Large Language Models (LLMs) deployed in real-world settings increasingly face the need to unlearn sensitive, outdated, or proprietary information. Existing unlearning methods typically formulate forgetting and retention as a regularized trade-off, combining both objectives into a single scalarized loss. This often leads to unstable optimization and degraded performance on retained data, especially under aggressive forgetting. We propose a new formulation of LLM unlearning as a constrained optimization problem: forgetting is enforced via a novel logit-margin flattening loss that explicitly drives the output distribution toward uniformity on a designated forget set, while retention is preserved through a hard constraint on a separate retain set. Compared to entropy-based objectives, our loss is softmax-free, numerically stable, and maintains non-vanishing gradients, enabling more efficient and robust optimization. We solve the constrained problem using a scalable primal-dual algorithm that exposes the trade-off between forgetting and retention through the dynamics of the dual variable, all without any extra computational overhead. Evaluations on the TOFU and MUSE benchmarks across diverse LLM architectures demonstrate that our approach consistently matches or exceeds state-of-the-art baselines, effectively removing targeted information while preserving downstream utility.

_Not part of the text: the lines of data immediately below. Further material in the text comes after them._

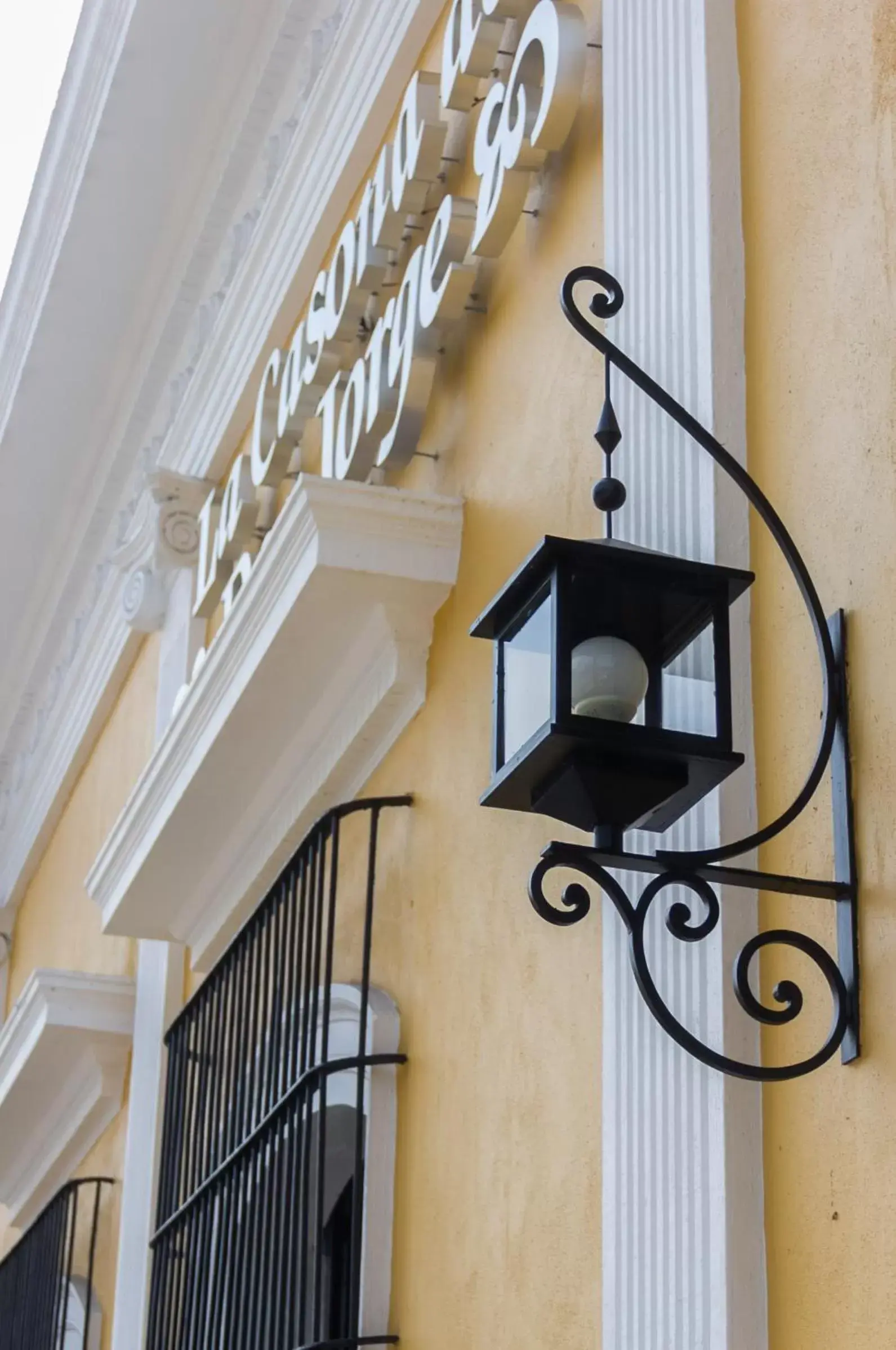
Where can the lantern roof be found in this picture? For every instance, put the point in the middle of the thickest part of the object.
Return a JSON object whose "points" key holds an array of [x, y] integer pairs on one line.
{"points": [[683, 592]]}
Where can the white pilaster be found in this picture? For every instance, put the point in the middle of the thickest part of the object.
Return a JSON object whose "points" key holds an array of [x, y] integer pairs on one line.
{"points": [[159, 997], [683, 1244]]}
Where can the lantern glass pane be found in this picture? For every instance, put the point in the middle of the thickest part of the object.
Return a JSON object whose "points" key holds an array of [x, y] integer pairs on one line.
{"points": [[689, 689], [527, 680]]}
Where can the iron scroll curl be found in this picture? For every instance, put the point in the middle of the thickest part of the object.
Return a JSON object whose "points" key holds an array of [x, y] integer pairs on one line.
{"points": [[683, 926], [605, 304]]}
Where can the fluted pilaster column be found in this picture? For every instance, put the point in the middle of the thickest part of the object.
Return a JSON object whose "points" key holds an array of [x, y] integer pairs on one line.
{"points": [[683, 1249]]}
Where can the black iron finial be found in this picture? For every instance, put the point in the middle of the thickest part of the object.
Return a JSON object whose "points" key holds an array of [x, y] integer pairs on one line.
{"points": [[609, 495]]}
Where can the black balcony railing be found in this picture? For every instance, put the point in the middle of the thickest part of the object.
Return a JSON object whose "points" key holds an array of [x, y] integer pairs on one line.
{"points": [[46, 1283], [262, 1179]]}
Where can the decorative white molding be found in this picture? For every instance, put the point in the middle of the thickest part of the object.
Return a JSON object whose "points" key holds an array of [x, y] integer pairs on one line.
{"points": [[320, 666], [165, 536], [683, 1237], [64, 1055], [77, 652]]}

翻译：部署于实际场景中的大语言模型日益面临需要遗忘敏感、过时或专有信息的需求。现有遗忘方法通常将遗忘与保留表述为正则化权衡，将两个目标合并为单一标量化损失。这常导致优化不稳定及在保留数据上的性能下降，尤其在激进遗忘条件下更为明显。我们提出一种将大语言模型遗忘重构为约束优化问题的新范式：通过一种新颖的对数几率边际平坦化损失在指定遗忘集上显式驱动输出分布趋向均匀性以强制实现遗忘，同时通过独立保留集上的硬约束保持知识留存。相较于基于熵的目标函数，我们的损失函数无需softmax运算、数值稳定且保持非消失梯度，从而实现更高效稳健的优化。我们采用可扩展的原对偶算法求解该约束问题，该算法通过对偶变量的动态变化揭示遗忘与保留间的权衡关系，且无需额外计算开销。在TOFU和MUSE基准测试中对多种大语言模型架构的评估表明，本方法始终匹配或超越现有最优基线，在有效移除目标信息的同时保持下游任务效用。